The backup architecture will likely store 5 to 10 times the amount of data that the primary storage system holds. Additionally, organizations are looking to use backup data for far more than just an insurance copy of data. They want to leverage the backup copy for testing and development, reporting and business analysis. To keep up with this growth both the software and hardware components of the backup architecture need to scale, ideally in lock-step with each other. The problem is, most architectures don’t scale and if they do they don’t compliment each other in the way they scale.
Software Scaling Issues
The basis for most backup solutions is the concept of a single backup server, which is the primary control point of the backup process. In many cases, it is necessary to send all backup data to this single server. The server also houses all the metadata information such as the backup catalog and media index. Some enterprise solutions also require sending data to multiple secondary servers, often called media servers or slave servers, which act as an alternate point to send data. Media servers protect the primary server from data overload by directing the incoming data to storage arrays or tape libraries they control. This enables the primary backup server to focus on job management and maintaining metadata and indexes.

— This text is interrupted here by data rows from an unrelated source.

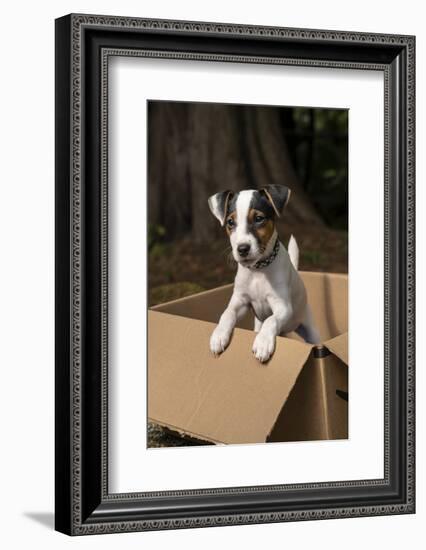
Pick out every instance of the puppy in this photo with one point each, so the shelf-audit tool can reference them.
(267, 280)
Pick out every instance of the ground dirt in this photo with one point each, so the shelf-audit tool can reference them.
(183, 267)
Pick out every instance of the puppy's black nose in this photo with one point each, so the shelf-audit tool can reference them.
(243, 249)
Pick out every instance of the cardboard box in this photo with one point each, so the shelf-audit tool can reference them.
(299, 395)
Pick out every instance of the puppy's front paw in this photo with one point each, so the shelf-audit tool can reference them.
(219, 340)
(263, 347)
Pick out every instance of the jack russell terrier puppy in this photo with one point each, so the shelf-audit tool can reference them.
(267, 280)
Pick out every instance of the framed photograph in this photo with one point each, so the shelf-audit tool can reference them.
(234, 274)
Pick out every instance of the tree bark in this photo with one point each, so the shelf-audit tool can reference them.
(198, 149)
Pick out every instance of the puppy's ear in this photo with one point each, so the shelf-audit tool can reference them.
(218, 205)
(278, 196)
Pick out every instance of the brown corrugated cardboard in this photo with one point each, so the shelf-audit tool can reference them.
(301, 394)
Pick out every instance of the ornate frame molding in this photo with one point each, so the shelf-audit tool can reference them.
(86, 507)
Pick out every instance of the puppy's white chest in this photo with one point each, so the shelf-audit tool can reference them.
(258, 290)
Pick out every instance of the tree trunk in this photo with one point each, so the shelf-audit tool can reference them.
(196, 150)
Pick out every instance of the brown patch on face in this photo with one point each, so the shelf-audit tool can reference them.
(263, 231)
(233, 217)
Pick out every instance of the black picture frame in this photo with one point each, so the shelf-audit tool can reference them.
(83, 504)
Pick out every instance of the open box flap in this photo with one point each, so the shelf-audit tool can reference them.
(229, 399)
(339, 347)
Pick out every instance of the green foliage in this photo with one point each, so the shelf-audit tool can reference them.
(318, 144)
(156, 237)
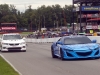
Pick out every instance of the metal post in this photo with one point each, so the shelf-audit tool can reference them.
(73, 18)
(80, 18)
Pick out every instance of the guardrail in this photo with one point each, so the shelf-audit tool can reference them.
(50, 40)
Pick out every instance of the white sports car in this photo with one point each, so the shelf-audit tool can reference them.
(12, 42)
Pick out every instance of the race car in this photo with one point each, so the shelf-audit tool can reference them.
(12, 42)
(74, 47)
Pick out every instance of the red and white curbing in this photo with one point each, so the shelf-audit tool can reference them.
(10, 64)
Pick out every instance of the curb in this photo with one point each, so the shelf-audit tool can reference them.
(10, 64)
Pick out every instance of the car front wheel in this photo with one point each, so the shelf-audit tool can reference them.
(52, 52)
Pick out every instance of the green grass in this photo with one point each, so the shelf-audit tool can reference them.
(25, 33)
(6, 69)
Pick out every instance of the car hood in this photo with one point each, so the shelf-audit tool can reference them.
(13, 41)
(82, 46)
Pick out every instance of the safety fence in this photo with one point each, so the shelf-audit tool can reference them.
(50, 40)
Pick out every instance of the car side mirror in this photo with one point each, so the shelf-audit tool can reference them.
(94, 41)
(59, 42)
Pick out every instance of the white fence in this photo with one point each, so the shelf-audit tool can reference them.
(50, 40)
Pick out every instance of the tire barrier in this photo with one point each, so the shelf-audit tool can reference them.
(50, 40)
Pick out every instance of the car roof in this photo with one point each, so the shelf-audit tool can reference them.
(11, 34)
(74, 36)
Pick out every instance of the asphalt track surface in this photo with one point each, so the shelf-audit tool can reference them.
(38, 61)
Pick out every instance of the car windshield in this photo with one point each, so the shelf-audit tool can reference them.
(78, 40)
(11, 37)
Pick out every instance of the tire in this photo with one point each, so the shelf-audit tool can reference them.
(62, 54)
(24, 51)
(52, 53)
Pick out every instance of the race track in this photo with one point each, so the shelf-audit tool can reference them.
(38, 61)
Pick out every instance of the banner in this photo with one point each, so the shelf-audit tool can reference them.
(8, 28)
(90, 8)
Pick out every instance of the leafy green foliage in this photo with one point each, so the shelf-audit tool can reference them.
(37, 18)
(6, 69)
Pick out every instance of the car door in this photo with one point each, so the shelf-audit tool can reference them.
(57, 47)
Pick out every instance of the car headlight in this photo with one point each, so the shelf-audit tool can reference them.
(96, 48)
(23, 43)
(5, 44)
(68, 49)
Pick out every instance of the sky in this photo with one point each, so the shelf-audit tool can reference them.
(22, 5)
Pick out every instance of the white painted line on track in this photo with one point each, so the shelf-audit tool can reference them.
(10, 64)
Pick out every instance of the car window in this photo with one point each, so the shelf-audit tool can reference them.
(11, 37)
(78, 40)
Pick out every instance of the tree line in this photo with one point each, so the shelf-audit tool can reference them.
(32, 19)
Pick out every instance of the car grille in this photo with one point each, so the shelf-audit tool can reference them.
(97, 52)
(15, 48)
(68, 54)
(83, 53)
(14, 44)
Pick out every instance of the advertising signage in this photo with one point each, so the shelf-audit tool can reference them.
(90, 8)
(77, 1)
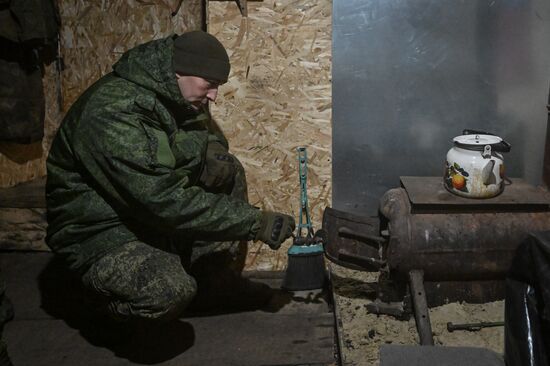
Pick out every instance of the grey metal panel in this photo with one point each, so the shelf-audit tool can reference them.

The software faces two fundamental scaling problems. First, in most cases, it is totally dependent on the underlying data protection storage hardware, which as we will learn, has scaling issues of its own to scale capacity. Most solutions are very limited in their ability to distribute the metadata and indexing information that the backup software must maintain. Second, at some point, the data about the data becomes too large for the backup solution to maintain, forcing IT to either implement another primary backup server module or prune history from the current system.
Scaling Data Protection Storage
Most data protection architectures today count on hard disk-based storage for most, if not all, of their protection storage. Making sure the raw capacity of that system can grow to meet the storage demands of the enterprise is critical. It is also important, however, that protection storage grows to meet the performance demand of the process.
In the past, the primary performance concern was how quickly protection storage could ingest data received from the various backup and media servers the enterprise had implemented. While ingest performance is still critical, a new measure of performance is now required to meet the desire to use backup storage to host recovered volumes and support copy data tasks like test-dev and reporting.
Scale-up hardware solutions have a predefined wall in terms of capacity and performance. Once that wall is hit, either the organization needs to purchase an additional data protection storage solution or it needs to perform a complex forklift upgrade to a new system and migrate old backup jobs to the new system.
The Cost Problem
The scaling limitations on both hardware and software lead to unpredictable costs. When either the backup software architecture or data protection storage reaches its capacity or performance limits, the “solution” is to buy an additional system or to upgrade the existing one. In either case, these “solutions” require the purchase of new hardware and more than likely additional software, not to mention additional support contracts. These additions are not small increments but major purchases that in most cases weren’t properly planned for.
Conclusion
When scale-up hardware or software hits the wall, it puts the entire data protection process at risk and data protection stops until IT addresses the limitation. In most cases these limitations appear without warning, and IT needs to scramble either to prune historical copies or to purchase additional hardware and software. IT needs to look for solutions that can incrementally scale both the software and hardware components of the data protection architecture as needed, as well as provide some predictive analysis of resource utilization in order to plan for the next increment.